The opName is constructed with template argument name and it'll be initialized once. Here we want to check if the op has the same operation name as the unregistered one. To avoid the string comparsion, we use OperationName comparison instead.

mehdi_amini added inline comments.Dec 15 2021, 9:54 PM
mlir/include/mlir/IR/OpDefinition.h
1854

Isn't this just a matter of override the comparison by specializing a template in the walk implementation to handle UnregisteredOp?

1863

I was asking what is the difference between static OperationName opName(name, op->getContext()); and static OperationName opName = op->getName(); ?
Either you misunderstood the question, or I'm not understand your answer :)

Chia-hungDuan added inline comments.Dec 15 2021, 10:55 PM
mlir/include/mlir/IR/OpDefinition.h
1854

For registered op, like FuncOp, we can do walk([](FuncOp){} and walk() has specialization for this.
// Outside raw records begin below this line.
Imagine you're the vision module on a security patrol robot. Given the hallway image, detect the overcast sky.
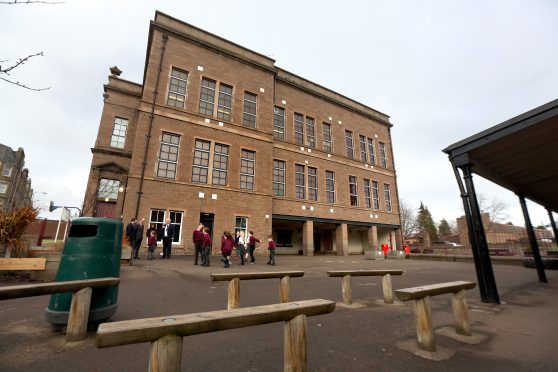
[0,0,558,224]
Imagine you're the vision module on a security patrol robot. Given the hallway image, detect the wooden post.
[148,335,182,372]
[66,287,93,342]
[227,278,240,310]
[283,314,307,372]
[451,289,473,336]
[414,296,436,351]
[382,274,393,304]
[279,275,291,303]
[341,275,353,305]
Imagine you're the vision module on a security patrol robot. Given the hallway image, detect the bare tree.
[399,199,419,239]
[0,52,50,91]
[0,0,64,91]
[477,194,509,231]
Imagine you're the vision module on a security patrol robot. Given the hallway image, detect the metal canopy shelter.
[443,99,558,303]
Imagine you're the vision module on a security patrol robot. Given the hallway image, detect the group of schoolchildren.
[146,219,276,268]
[215,231,275,268]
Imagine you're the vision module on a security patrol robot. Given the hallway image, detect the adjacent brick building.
[0,144,33,211]
[84,12,401,255]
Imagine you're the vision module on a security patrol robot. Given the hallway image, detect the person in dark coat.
[132,218,145,259]
[126,218,136,247]
[161,218,174,259]
[202,227,212,266]
[248,231,260,264]
[192,223,205,265]
[221,231,234,268]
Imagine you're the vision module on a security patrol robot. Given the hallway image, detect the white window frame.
[325,170,335,204]
[240,149,256,191]
[349,176,358,207]
[384,183,392,213]
[273,106,285,140]
[379,142,387,168]
[0,181,8,194]
[167,67,188,109]
[97,178,120,202]
[372,180,380,210]
[156,132,181,180]
[2,164,14,177]
[273,159,287,198]
[110,117,128,149]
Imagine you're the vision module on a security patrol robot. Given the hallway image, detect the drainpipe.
[134,34,169,218]
[388,127,405,249]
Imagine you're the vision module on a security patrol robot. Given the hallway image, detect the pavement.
[0,255,558,372]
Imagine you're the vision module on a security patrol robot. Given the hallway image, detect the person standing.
[382,243,389,258]
[248,231,260,264]
[267,235,276,266]
[147,229,157,260]
[236,231,246,265]
[202,227,212,266]
[133,218,145,259]
[161,218,174,259]
[192,223,205,265]
[126,218,136,249]
[221,231,234,268]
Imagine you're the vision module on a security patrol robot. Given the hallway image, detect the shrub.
[0,207,39,257]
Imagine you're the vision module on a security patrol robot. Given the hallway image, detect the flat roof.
[442,99,558,212]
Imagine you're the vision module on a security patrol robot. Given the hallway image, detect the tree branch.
[0,77,50,92]
[0,52,43,75]
[0,51,50,91]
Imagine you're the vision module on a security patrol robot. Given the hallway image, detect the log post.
[227,278,240,310]
[382,274,393,304]
[341,275,353,305]
[283,314,307,372]
[66,287,93,342]
[414,296,436,351]
[148,335,182,372]
[279,275,291,303]
[451,289,473,336]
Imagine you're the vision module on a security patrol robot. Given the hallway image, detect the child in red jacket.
[221,231,234,268]
[267,235,275,266]
[147,230,157,260]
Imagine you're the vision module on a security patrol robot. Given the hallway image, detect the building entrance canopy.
[443,99,558,212]
[443,100,558,302]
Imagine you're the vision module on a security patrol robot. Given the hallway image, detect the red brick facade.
[84,12,400,254]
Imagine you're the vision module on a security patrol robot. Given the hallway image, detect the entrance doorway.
[314,232,322,252]
[200,212,215,238]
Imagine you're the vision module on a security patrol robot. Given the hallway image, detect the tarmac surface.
[0,256,558,372]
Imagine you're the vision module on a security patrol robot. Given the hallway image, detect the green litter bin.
[46,217,122,325]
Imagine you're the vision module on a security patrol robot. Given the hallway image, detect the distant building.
[0,144,33,211]
[84,12,401,255]
[457,213,554,246]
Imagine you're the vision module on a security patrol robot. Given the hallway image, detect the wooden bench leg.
[227,278,240,310]
[414,296,436,351]
[341,275,353,305]
[283,314,307,372]
[148,335,182,372]
[279,275,291,303]
[66,287,93,342]
[382,274,393,304]
[451,289,473,336]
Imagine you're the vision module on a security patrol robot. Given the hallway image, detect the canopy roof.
[443,99,558,212]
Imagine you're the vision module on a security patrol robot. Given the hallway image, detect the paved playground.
[0,256,558,372]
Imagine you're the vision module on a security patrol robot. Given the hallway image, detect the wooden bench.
[0,278,120,342]
[211,271,304,310]
[95,299,335,372]
[395,281,476,352]
[0,257,46,271]
[327,270,403,305]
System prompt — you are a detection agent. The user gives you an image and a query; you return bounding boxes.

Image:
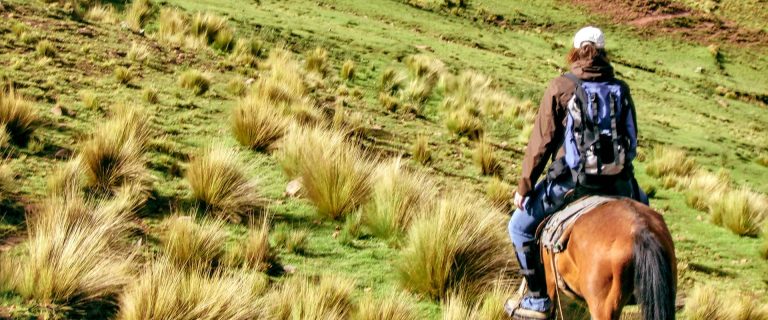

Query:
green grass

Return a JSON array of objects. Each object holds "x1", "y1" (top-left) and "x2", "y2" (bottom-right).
[{"x1": 0, "y1": 0, "x2": 768, "y2": 319}]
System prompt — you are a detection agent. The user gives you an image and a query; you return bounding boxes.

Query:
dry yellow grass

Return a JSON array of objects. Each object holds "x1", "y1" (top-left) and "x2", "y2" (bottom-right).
[
  {"x1": 161, "y1": 215, "x2": 227, "y2": 269},
  {"x1": 339, "y1": 60, "x2": 355, "y2": 81},
  {"x1": 277, "y1": 127, "x2": 373, "y2": 219},
  {"x1": 116, "y1": 259, "x2": 265, "y2": 320},
  {"x1": 228, "y1": 218, "x2": 277, "y2": 272},
  {"x1": 85, "y1": 4, "x2": 119, "y2": 23},
  {"x1": 396, "y1": 193, "x2": 514, "y2": 301},
  {"x1": 80, "y1": 107, "x2": 153, "y2": 192},
  {"x1": 485, "y1": 177, "x2": 513, "y2": 211},
  {"x1": 710, "y1": 187, "x2": 768, "y2": 237},
  {"x1": 179, "y1": 69, "x2": 211, "y2": 96},
  {"x1": 0, "y1": 88, "x2": 40, "y2": 146},
  {"x1": 351, "y1": 292, "x2": 424, "y2": 320},
  {"x1": 645, "y1": 147, "x2": 697, "y2": 177},
  {"x1": 7, "y1": 195, "x2": 135, "y2": 307},
  {"x1": 186, "y1": 148, "x2": 263, "y2": 222},
  {"x1": 362, "y1": 158, "x2": 438, "y2": 239},
  {"x1": 232, "y1": 95, "x2": 290, "y2": 151},
  {"x1": 683, "y1": 170, "x2": 730, "y2": 210},
  {"x1": 125, "y1": 0, "x2": 152, "y2": 32},
  {"x1": 261, "y1": 275, "x2": 354, "y2": 320},
  {"x1": 472, "y1": 140, "x2": 501, "y2": 176},
  {"x1": 411, "y1": 136, "x2": 432, "y2": 164}
]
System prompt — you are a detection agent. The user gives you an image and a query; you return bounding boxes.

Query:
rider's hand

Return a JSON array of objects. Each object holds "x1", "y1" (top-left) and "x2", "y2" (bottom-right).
[{"x1": 515, "y1": 192, "x2": 523, "y2": 209}]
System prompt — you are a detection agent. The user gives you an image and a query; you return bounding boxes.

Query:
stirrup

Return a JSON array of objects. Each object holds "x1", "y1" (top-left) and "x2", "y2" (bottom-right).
[{"x1": 504, "y1": 278, "x2": 552, "y2": 320}]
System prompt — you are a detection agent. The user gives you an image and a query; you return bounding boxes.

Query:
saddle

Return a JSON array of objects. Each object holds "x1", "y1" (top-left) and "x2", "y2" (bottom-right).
[
  {"x1": 537, "y1": 196, "x2": 619, "y2": 253},
  {"x1": 536, "y1": 196, "x2": 620, "y2": 299}
]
It's specialized by recognizing the FuncOp type.

If we use UnregisteredOp without taking template paramter const char *, then we can't distinguish two different UnregisteredOps by only checking the type. Which means if we do walk([](UnregisteredOp) {}), we don't have a way to tell what UnregisteredOp we want to visit. We need a type as identification rather than a value.

Add few context about this change. Currently, the usual way to visit unregistered op may be,

op->walk([&](Operation *op) {
    if (op->getName().getStringRef().equals("FooOp"))
        ...
});

But it may not be ideal to do string comparison, we should use OperationName instead.
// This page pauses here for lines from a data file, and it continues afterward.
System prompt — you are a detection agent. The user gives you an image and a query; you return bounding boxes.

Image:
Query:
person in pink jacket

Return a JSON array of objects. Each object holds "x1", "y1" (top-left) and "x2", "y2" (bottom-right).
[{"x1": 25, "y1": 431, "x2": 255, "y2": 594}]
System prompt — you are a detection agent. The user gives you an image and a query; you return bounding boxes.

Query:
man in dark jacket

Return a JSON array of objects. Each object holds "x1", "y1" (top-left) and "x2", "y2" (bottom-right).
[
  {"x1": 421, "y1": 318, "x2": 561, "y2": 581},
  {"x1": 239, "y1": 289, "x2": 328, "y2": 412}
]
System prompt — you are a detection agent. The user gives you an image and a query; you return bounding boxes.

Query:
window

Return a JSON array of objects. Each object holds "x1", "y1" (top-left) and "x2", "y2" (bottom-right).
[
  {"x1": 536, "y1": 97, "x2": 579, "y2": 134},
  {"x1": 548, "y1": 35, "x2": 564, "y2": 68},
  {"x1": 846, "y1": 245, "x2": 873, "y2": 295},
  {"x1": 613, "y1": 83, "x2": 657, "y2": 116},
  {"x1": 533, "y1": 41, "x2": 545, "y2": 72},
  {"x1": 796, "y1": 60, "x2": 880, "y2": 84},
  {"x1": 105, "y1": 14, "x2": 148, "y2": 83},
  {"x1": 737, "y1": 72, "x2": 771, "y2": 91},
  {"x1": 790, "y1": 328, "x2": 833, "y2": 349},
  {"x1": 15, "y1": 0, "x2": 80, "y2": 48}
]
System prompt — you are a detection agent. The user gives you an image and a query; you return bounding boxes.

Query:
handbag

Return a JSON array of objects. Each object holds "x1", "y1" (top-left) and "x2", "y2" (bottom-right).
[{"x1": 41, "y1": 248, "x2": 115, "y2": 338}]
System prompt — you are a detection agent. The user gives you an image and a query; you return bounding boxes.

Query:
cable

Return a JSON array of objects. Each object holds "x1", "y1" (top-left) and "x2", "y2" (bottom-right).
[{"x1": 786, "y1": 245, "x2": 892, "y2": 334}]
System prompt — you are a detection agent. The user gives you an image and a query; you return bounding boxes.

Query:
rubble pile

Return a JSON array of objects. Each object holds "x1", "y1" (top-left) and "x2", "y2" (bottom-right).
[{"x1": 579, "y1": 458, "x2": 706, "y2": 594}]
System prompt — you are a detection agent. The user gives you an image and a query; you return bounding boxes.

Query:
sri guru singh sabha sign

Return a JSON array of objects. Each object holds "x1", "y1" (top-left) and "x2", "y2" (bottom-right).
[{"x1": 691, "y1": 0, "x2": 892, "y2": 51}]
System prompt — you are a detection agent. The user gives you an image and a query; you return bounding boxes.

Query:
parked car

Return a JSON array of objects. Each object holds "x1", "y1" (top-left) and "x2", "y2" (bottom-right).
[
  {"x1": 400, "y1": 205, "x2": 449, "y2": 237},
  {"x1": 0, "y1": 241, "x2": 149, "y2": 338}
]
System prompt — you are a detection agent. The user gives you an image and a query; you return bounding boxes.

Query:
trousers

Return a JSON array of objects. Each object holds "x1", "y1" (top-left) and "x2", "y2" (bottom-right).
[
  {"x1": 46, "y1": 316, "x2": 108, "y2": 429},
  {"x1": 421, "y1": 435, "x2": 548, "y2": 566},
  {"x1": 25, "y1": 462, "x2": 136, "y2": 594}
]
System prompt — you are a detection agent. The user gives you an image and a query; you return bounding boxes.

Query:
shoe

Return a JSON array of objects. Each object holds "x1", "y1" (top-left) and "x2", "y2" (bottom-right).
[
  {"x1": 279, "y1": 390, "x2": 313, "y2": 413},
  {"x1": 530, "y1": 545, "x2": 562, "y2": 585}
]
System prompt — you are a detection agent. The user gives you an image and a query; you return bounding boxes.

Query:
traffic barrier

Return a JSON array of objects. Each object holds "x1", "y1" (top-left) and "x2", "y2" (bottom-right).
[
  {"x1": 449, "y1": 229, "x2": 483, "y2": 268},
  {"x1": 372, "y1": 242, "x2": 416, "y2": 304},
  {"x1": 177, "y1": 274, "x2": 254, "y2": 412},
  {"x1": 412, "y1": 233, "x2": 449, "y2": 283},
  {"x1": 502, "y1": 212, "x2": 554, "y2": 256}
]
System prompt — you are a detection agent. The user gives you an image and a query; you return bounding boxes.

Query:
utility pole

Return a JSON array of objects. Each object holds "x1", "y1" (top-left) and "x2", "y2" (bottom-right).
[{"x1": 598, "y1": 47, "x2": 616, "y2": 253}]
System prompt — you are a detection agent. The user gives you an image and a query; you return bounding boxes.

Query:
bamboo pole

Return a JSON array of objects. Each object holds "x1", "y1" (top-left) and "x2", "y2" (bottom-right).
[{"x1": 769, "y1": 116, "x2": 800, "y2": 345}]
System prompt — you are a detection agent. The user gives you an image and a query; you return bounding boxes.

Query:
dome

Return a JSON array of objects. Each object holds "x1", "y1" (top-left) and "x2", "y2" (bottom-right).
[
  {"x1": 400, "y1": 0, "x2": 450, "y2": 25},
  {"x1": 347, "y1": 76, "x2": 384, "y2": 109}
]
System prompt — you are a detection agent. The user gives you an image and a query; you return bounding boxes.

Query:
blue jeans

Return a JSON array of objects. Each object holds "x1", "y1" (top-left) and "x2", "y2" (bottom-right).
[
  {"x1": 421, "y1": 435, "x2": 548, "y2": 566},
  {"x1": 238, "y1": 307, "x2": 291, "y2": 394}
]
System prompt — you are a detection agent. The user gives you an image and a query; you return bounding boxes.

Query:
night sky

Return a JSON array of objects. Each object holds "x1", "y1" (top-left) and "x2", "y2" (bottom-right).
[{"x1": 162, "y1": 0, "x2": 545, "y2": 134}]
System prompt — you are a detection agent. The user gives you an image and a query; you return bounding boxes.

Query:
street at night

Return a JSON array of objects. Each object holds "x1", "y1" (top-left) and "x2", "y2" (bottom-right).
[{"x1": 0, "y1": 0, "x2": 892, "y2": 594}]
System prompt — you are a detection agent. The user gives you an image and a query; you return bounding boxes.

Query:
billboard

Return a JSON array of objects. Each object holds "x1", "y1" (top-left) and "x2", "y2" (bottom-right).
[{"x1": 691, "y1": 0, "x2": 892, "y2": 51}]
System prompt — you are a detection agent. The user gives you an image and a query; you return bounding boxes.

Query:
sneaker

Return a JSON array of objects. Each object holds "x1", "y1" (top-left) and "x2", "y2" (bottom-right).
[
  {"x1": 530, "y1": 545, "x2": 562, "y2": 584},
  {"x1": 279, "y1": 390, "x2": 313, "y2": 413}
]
Sorry, I'm not sure if this is clear enough or is there any tricks I missed?

1863

Sorry, I didn't explain it clearly.

in opName(name, op->getContext()), the first argument name is the template argument, the argument opof classof is passed while doing the casting, which means op->getName().getStringRef().equals(name) may not be true while init the opName.

For example, if the first call to this classof is from isa<UnregisteredOp<FooOpName>(FuncOp.getOperation()), then the op->getName().getStringRef() will be "func".

Or am I misunderstanding something?

mehdi_amini added inline comments.Dec 15 2021, 10:58 PM
mlir/include/mlir/IR/OpDefinition.h
1854

What about: op->walk("test.foo", [&](Operation *op) { ?

Chia-hungDuan added inline comments.Dec 15 2021, 11:26 PM
mlir/include/mlir/IR/OpDefinition.h
1854

The approach was used in the first version of this patch. Jacques has some suggestions that maybe we can do something like op->walk(WithName("test.foo"), [&](...)), WithName is the predicate to see if we want to visit the operation. But I think the predicate thing can be done in callback so it may not be so useful to separate them out. (There's a brief discussion at the beginning)

After considering it for a while, I reverted that approach and turn to UnregisteredOp one. I expect this can be used other cases like OpConversionPattern.

mehdi_amini added inline comments.Dec 15 2021, 11:57 PM
mlir/include/mlir/IR/OpDefinition.h
1854

OK but there are some things that just aren't great with the current approach:

  • You can't cache the OperationName
  • The need for a static const char dummyOpName[] global isn't really nice.